RWJF Mockup

Mockup of Content for RWJF scrollie

Author

Ran Li

Published

May 25, 2023

1. Intro

  • Context: Community environment affects health status. Here we quantify the impact of some community level factors on chance of developing severe COVID-19 (severe enough to require a hospitalization); we use two main data sources.
  • Community environment information such as poverty and access to healthcare. Obtained via the Census.
  • Hospitalization records from HealthShare Exchange -a regional health information hub that gathers clinical information from member health care providers within the Philadelphia Region.
  • Cases: all cases of severe COVID-19. severe COVID-19 cases were defined as those that required inpatient care between January and December of 2020.
  • Controls: a random sample of the population in the clinical data repository who had at least one healthcare encounter in 2020 and were not diagnosed with COVID-19.
  • We have data for the five counties around Philadelphia shown below

2. Clinical data is representative of population

  • Before we can do analysis we have to make sure our clinical data is representative of our population.
  • The idea in this slide is to show the geographic distribution of controls (which is a random sample of the population) correlates with population.

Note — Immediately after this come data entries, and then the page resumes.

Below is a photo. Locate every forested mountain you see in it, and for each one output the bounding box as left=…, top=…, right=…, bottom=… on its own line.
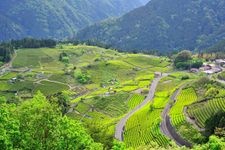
left=0, top=0, right=148, bottom=40
left=77, top=0, right=225, bottom=51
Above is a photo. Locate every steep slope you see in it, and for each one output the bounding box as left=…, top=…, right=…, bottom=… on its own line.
left=0, top=0, right=147, bottom=40
left=77, top=0, right=225, bottom=51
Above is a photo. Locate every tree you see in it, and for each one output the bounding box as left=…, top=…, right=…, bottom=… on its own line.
left=174, top=50, right=192, bottom=69
left=0, top=93, right=102, bottom=150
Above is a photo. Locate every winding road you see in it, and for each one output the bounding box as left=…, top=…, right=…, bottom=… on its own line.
left=115, top=74, right=167, bottom=141
left=160, top=86, right=192, bottom=147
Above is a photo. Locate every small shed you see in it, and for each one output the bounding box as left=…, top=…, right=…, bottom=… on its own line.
left=155, top=72, right=162, bottom=78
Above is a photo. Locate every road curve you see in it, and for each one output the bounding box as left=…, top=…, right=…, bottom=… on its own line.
left=160, top=86, right=192, bottom=147
left=115, top=74, right=167, bottom=141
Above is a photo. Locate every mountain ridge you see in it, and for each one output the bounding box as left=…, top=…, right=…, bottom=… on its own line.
left=76, top=0, right=225, bottom=52
left=0, top=0, right=147, bottom=40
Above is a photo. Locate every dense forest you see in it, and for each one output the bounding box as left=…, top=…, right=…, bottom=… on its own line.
left=77, top=0, right=225, bottom=52
left=0, top=0, right=148, bottom=41
left=0, top=38, right=57, bottom=65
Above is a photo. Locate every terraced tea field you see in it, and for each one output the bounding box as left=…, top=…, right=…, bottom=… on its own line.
left=169, top=88, right=197, bottom=126
left=124, top=77, right=185, bottom=148
left=187, top=98, right=225, bottom=128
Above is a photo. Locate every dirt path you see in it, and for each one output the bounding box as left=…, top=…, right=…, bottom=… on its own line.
left=115, top=74, right=167, bottom=141
left=160, top=86, right=192, bottom=147
left=0, top=51, right=17, bottom=76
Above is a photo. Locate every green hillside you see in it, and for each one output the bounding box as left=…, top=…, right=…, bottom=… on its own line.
left=77, top=0, right=225, bottom=52
left=0, top=0, right=146, bottom=40
left=0, top=43, right=225, bottom=150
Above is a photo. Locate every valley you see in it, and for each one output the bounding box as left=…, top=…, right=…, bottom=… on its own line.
left=0, top=44, right=225, bottom=149
left=0, top=0, right=225, bottom=150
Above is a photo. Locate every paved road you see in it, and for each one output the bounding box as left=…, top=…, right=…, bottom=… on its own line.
left=115, top=74, right=167, bottom=141
left=160, top=86, right=192, bottom=147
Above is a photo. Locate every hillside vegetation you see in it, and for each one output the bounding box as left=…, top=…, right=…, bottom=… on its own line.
left=0, top=0, right=147, bottom=41
left=77, top=0, right=225, bottom=52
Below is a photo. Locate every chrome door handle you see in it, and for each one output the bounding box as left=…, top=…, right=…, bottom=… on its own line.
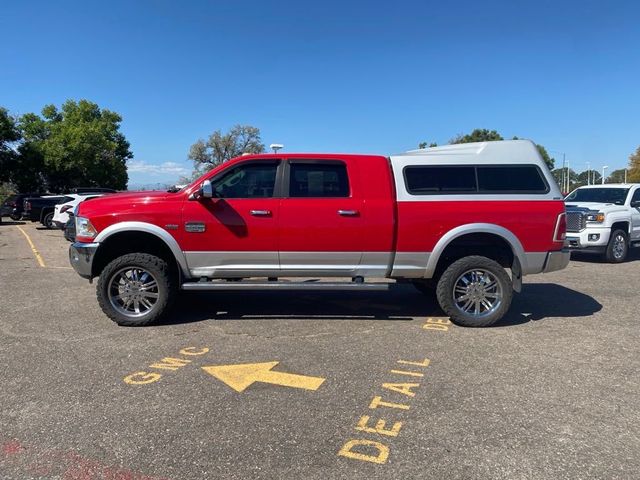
left=338, top=210, right=360, bottom=217
left=249, top=210, right=271, bottom=217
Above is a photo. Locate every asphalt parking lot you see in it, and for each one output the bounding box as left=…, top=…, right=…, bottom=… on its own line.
left=0, top=223, right=640, bottom=480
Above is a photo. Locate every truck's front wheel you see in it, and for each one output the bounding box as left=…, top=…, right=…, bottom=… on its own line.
left=96, top=253, right=176, bottom=327
left=604, top=230, right=629, bottom=263
left=436, top=255, right=513, bottom=327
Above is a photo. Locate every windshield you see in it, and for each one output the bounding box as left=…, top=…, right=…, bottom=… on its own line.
left=565, top=188, right=629, bottom=205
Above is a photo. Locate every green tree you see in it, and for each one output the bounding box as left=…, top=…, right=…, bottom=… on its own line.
left=449, top=128, right=504, bottom=145
left=551, top=168, right=586, bottom=193
left=576, top=170, right=602, bottom=188
left=627, top=147, right=640, bottom=183
left=0, top=107, right=20, bottom=182
left=607, top=168, right=626, bottom=183
left=444, top=128, right=555, bottom=170
left=189, top=125, right=264, bottom=174
left=20, top=100, right=133, bottom=192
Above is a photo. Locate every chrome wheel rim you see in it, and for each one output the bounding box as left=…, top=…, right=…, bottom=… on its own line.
left=107, top=267, right=160, bottom=317
left=453, top=268, right=503, bottom=318
left=613, top=234, right=627, bottom=260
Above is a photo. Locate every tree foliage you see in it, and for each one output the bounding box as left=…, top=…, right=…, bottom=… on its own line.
left=15, top=100, right=133, bottom=192
left=607, top=168, right=628, bottom=183
left=189, top=125, right=264, bottom=173
left=0, top=107, right=20, bottom=182
left=440, top=128, right=555, bottom=170
left=627, top=147, right=640, bottom=183
left=449, top=128, right=504, bottom=145
left=577, top=170, right=604, bottom=187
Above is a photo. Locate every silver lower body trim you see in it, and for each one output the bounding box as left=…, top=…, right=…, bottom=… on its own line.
left=184, top=251, right=392, bottom=278
left=543, top=248, right=571, bottom=273
left=181, top=280, right=393, bottom=292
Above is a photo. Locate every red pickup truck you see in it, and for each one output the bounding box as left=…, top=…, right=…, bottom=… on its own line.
left=69, top=140, right=569, bottom=326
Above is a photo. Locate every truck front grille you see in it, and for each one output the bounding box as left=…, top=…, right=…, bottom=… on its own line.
left=567, top=212, right=586, bottom=232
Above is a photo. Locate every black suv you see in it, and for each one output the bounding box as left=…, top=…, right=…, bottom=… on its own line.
left=0, top=193, right=43, bottom=221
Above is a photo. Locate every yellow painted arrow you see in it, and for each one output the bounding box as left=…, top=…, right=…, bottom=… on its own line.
left=202, top=362, right=325, bottom=392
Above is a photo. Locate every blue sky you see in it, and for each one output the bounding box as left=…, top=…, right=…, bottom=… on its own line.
left=0, top=0, right=640, bottom=184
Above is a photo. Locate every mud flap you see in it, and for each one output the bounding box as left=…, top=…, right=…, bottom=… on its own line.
left=511, top=255, right=522, bottom=293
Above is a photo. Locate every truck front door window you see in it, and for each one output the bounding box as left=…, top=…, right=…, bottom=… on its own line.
left=213, top=163, right=277, bottom=198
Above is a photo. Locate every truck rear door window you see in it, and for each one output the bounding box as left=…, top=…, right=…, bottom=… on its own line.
left=213, top=161, right=278, bottom=198
left=476, top=165, right=549, bottom=193
left=289, top=161, right=349, bottom=198
left=404, top=165, right=477, bottom=195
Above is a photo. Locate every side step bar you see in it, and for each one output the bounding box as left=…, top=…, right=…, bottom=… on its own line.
left=180, top=280, right=393, bottom=292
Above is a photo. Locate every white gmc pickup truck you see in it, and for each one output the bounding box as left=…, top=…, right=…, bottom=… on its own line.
left=565, top=184, right=640, bottom=263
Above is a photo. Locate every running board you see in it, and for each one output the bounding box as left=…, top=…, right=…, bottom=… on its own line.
left=180, top=280, right=392, bottom=292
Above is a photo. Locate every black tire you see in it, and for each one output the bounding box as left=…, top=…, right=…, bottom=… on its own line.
left=42, top=212, right=53, bottom=229
left=436, top=255, right=513, bottom=327
left=411, top=278, right=436, bottom=295
left=96, top=253, right=177, bottom=327
left=604, top=229, right=629, bottom=263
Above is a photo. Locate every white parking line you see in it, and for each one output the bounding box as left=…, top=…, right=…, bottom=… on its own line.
left=16, top=225, right=47, bottom=268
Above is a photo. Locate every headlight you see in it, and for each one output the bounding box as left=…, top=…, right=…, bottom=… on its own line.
left=76, top=217, right=98, bottom=238
left=585, top=212, right=604, bottom=223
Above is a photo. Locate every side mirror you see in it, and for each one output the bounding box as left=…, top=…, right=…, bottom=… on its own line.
left=198, top=180, right=213, bottom=198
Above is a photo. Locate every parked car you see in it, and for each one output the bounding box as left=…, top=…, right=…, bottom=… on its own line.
left=23, top=187, right=114, bottom=228
left=0, top=193, right=41, bottom=221
left=22, top=195, right=65, bottom=228
left=69, top=187, right=117, bottom=195
left=52, top=194, right=103, bottom=229
left=69, top=140, right=570, bottom=326
left=565, top=183, right=640, bottom=263
left=64, top=209, right=76, bottom=242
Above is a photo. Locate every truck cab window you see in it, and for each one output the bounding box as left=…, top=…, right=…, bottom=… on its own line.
left=213, top=162, right=278, bottom=198
left=289, top=162, right=349, bottom=198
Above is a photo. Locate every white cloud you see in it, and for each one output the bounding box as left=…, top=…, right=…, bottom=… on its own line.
left=127, top=160, right=191, bottom=177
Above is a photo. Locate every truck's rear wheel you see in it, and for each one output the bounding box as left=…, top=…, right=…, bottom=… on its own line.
left=96, top=253, right=176, bottom=327
left=436, top=255, right=513, bottom=327
left=42, top=212, right=53, bottom=229
left=411, top=278, right=436, bottom=295
left=604, top=230, right=629, bottom=263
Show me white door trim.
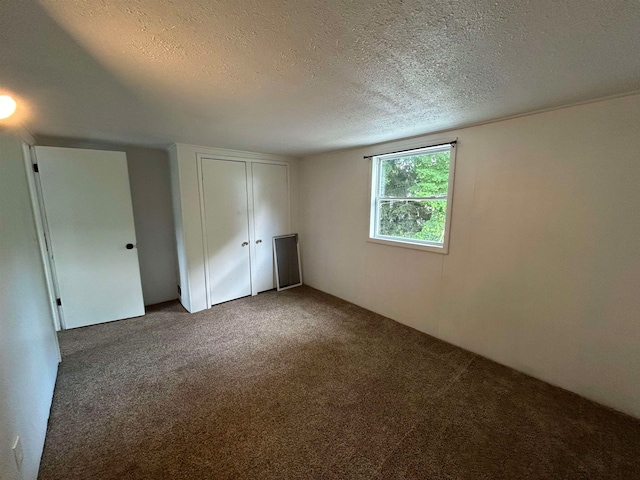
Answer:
[196,150,291,308]
[22,143,64,336]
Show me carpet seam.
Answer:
[371,354,478,478]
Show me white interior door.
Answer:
[35,147,144,328]
[202,159,251,305]
[252,163,290,293]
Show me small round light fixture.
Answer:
[0,95,16,120]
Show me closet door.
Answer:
[251,163,290,293]
[202,159,251,305]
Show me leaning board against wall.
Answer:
[169,145,294,312]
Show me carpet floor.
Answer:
[39,287,640,480]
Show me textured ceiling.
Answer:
[0,0,640,155]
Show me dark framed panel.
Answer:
[273,233,302,291]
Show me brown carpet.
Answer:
[39,287,640,480]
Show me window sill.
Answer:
[367,237,449,255]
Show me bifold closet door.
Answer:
[202,159,251,305]
[251,163,290,293]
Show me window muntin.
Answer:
[369,144,454,253]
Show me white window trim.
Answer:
[367,138,457,255]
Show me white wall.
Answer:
[127,148,178,305]
[300,96,640,417]
[0,130,59,480]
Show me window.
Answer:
[369,142,455,253]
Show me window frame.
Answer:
[367,139,457,255]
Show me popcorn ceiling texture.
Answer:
[0,0,640,154]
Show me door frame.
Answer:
[196,153,291,308]
[22,143,65,332]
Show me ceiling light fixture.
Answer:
[0,95,16,120]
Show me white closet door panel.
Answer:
[252,163,290,292]
[202,159,251,305]
[35,147,144,328]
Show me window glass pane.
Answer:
[377,200,447,243]
[380,150,451,198]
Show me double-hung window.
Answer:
[369,141,455,253]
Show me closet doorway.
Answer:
[200,158,290,305]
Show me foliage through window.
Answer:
[370,144,454,253]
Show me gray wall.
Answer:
[36,136,178,305]
[0,134,59,480]
[300,95,640,417]
[127,148,178,305]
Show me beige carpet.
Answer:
[39,287,640,480]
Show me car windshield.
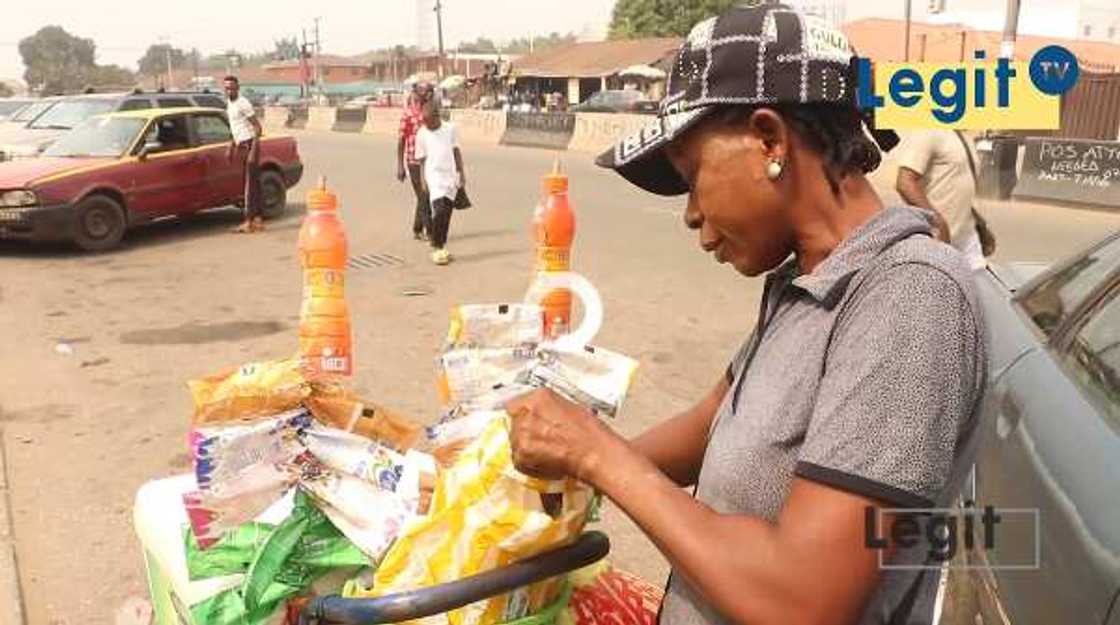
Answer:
[28,99,114,130]
[11,100,57,122]
[0,100,27,115]
[43,118,144,158]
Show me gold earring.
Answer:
[766,159,782,180]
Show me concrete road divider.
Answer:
[307,106,338,130]
[568,113,656,153]
[451,109,505,146]
[332,108,367,132]
[362,106,403,134]
[502,111,576,150]
[264,106,290,128]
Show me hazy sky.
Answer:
[0,0,614,78]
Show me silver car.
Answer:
[942,232,1120,625]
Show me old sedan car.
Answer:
[942,233,1120,625]
[0,108,304,251]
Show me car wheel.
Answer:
[74,195,129,252]
[261,171,288,220]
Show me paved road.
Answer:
[0,129,1120,625]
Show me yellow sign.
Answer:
[860,59,1061,130]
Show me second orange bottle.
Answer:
[299,178,354,379]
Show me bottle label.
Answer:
[536,245,571,271]
[304,269,346,298]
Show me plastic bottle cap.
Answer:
[544,156,568,194]
[307,176,338,211]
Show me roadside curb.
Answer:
[0,429,25,625]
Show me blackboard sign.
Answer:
[1015,137,1120,208]
[502,111,576,150]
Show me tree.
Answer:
[610,0,736,39]
[137,44,187,76]
[19,26,96,94]
[90,65,137,87]
[276,37,299,60]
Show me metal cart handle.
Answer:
[299,532,610,625]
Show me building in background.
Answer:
[413,0,437,50]
[842,0,1120,43]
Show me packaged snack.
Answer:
[304,382,423,453]
[187,360,310,426]
[444,304,544,352]
[526,345,637,417]
[343,418,592,625]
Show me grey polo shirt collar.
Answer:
[792,207,930,308]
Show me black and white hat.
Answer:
[596,0,891,195]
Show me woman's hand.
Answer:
[505,390,625,486]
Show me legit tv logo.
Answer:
[857,46,1080,130]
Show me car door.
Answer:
[190,111,244,208]
[974,237,1120,625]
[128,114,206,218]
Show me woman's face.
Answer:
[668,113,794,277]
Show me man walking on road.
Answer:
[224,76,264,233]
[396,82,432,241]
[895,130,987,269]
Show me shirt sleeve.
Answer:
[412,128,428,160]
[895,131,936,176]
[794,263,983,509]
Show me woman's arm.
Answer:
[632,376,730,486]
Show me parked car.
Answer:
[342,95,377,109]
[0,97,62,132]
[0,91,225,161]
[0,108,304,251]
[943,232,1120,625]
[571,90,657,113]
[0,97,35,122]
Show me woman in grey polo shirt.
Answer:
[507,4,986,625]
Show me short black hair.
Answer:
[719,103,883,193]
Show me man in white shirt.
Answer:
[223,76,264,233]
[416,102,467,264]
[895,129,987,269]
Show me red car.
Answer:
[0,108,304,251]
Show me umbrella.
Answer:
[439,74,467,91]
[618,65,665,81]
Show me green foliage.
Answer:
[610,0,736,39]
[19,26,96,95]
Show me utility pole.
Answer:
[999,0,1019,59]
[433,0,444,80]
[903,0,913,63]
[315,18,323,95]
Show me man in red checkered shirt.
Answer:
[396,82,435,241]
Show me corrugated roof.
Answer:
[842,18,1120,72]
[513,37,681,78]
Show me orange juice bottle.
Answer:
[533,158,576,337]
[299,178,354,379]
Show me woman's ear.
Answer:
[747,108,790,162]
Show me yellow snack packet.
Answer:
[343,417,594,625]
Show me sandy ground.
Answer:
[0,133,1120,625]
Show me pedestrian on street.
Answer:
[895,129,988,269]
[506,2,987,625]
[396,82,433,241]
[416,102,467,264]
[223,76,264,233]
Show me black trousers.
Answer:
[237,139,262,222]
[428,197,455,250]
[409,164,431,236]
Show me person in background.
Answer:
[416,102,467,264]
[396,82,432,241]
[223,76,264,233]
[895,129,987,269]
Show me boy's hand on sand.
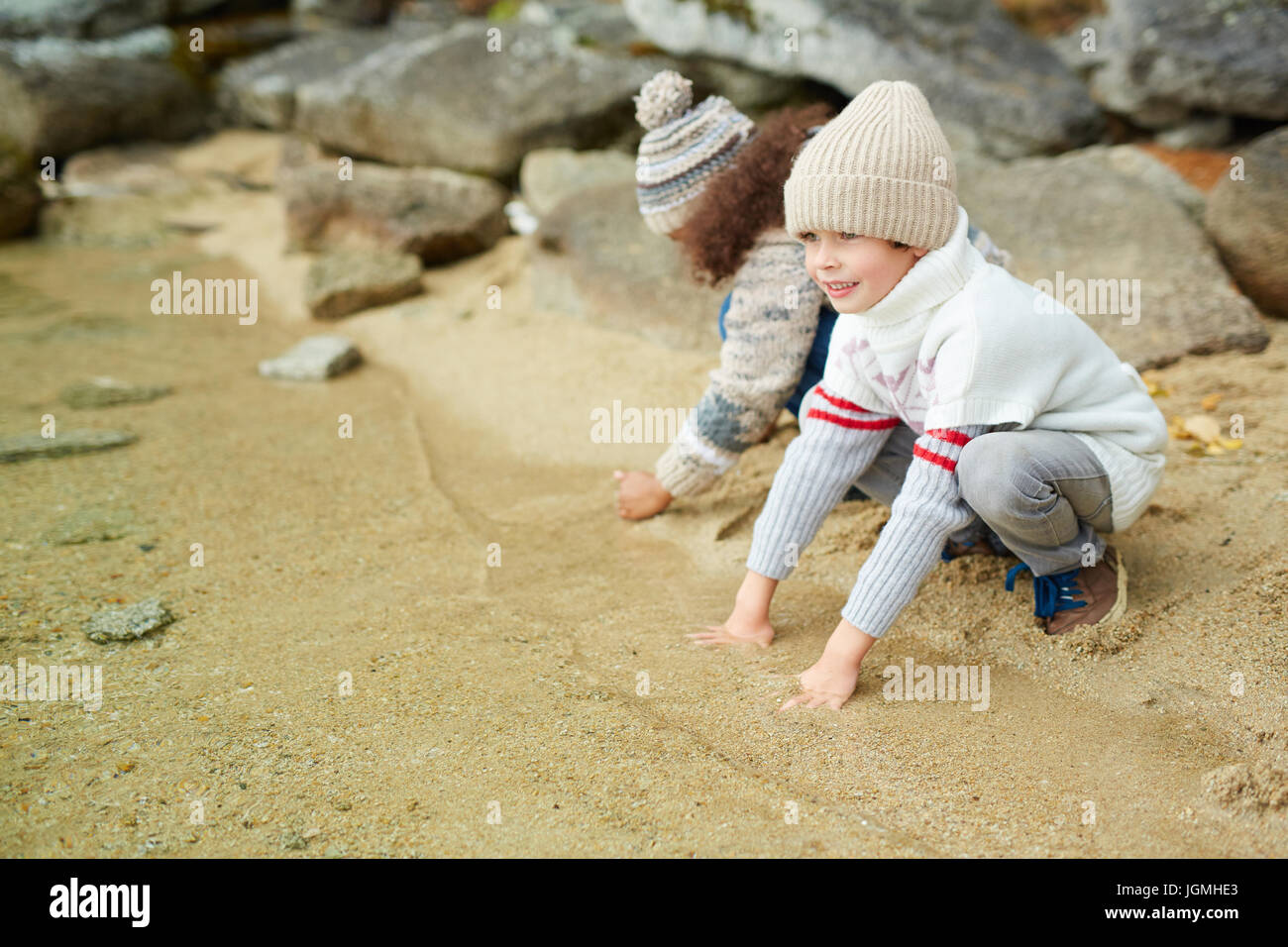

3. COVID-19 hospitalization risk varies by community

  • Ratio of cases to control map. The idea is to show geographical distribution of the “risk”.
  • To discuss:
  • cut-offs: filter for zcta with pop > 150; anything below looks strange because of low numbers e.g. very high ratios

4. Vulnerability relates to hospitalization risk

  • SVI map – compare map of SVI with map 2 (ratio cases to controls). This map could then transition to a plot of SVI vs. case to control ratio.

5. Focus on County

  • Possibly focus on Philadelphia or being able to see the different counties in the other maps.

  • Example for Philadelphia we will make interactive for other counties.